People should be scared as this is not the currency of a Banana Republic and it is *not* being attacked from outside. The currency is falling from within and this will be very difficult to stop. What we are witnessing is a crisis of confidence from *within* the Eurozone.

Rational people are pulling money out of weak banks and shifting to stronger ones. Similarly people are selling questionable bonds to buy stronger paper. Who’s taking the other side?The lender and buyer of last resort is apparently the ECB which means that debt liquidation/monetization looking like a certainty.

But this doesn’t occur in a vacuum. Europe, possessing lots of quick-thinking and history-studying people, is seeing it’s own inhabitants front-run the ECB by selling Euros and buying gold. This creates a vicious cycle that will be extremely difficult to stop and can go to levels vastly beyond what the mainstream is talking about.

The tricky thing about crisis of confidences is how they can get out of hand very quickly. If all of Europe starts to run, we can see the Euro go to 10 cents. Of course it won’t get there with a European Union intact – stronger countries will be forced to pull out to protect the lifestyles and purchasing powers of their inhabitants.

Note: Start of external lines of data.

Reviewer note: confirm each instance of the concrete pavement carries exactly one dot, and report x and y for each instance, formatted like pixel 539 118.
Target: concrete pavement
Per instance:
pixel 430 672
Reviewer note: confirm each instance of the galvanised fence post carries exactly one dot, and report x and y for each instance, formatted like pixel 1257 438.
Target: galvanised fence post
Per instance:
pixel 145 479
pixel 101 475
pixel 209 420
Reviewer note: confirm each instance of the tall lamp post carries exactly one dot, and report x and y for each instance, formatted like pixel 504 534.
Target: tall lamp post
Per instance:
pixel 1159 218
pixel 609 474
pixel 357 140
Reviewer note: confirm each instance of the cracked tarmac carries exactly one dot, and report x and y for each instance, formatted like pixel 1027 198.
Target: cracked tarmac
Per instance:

One thing is for certain, there are some banks already broken in Europe and we haven’t heard anything about it and no one is discussing it. So likely more surprises ahead.

Anyway, my 3 warnings here turned out to be rather timely… and I still don’t see much change. In addition to the debacle of the Euro, the Volcano is back, liquidity has disappeared while the market behaves like a rigged slot machine, and banks are being investigated for various dubious acts during the last excessive lending period.

This is the time to only own things that you are comfortable not selling for a few years – as the market could very well indeed shut down for all purposes.

Do not add risk needlessly in this environment in my opinion. Deflation is back. Use cash to pay down any debts as deflation should continue and any excess should be used only to buy low cost producers on the bid (or below). Low bids are likely to be hit in the coming weeks.

Try not to lose money.

Arthur O’Keefe, São Paulo Value
http://www.spvalue.com

Tug-of-war with Deflation: Watching Greece, Catching Up on Earnings, Gathering Data

Am a little tight on time this week so not much to report. The latest Monetary Trends report from the St. Louis Federal Reserve shows reasonably well the tug-of-war going on between inflation and deflation. The above graph shows that cash is basically flowing out to pay off debt, while the below graphs hint that maybe sometime in the distant future the Fed could have a reason to raise rates.

Earnings have been strong so far, but so has the amount of stimulus pumped into the system. Judging by what’s going on in Europe and here at home in the Financial sector, not much seems to have been fixed. So whenever the stimulus gets withdrawn, I would expect things to slow down rapidly.

So I don’t see much of a risk of rates increasing. If anything the volatility in Europe should drive assets to the long end of the treasury curve. Trouble for the US, it seems, is not going to be found in the next 3-6 months. Money has to flow somewhere, and the US government is likely to benefit from flights to quality, even if “quality” is only relative.

My general sense is that small caps are not the place to be in this environment. Small cap special situations could still workout, but general perceived “higher-risk” small caps are likely to languish for the next few weeks.

I suspect that there might be opportunities in the large cap quality and, of all things, certain tech names. The US, in my opinion, is set to surprise the world with productivity enhancements yet again.

I still don’t think good money is made in this market, and I prefer to look for opportunities to trim positions and swap into lower vol/higher quality opportunities to wait for disruptions.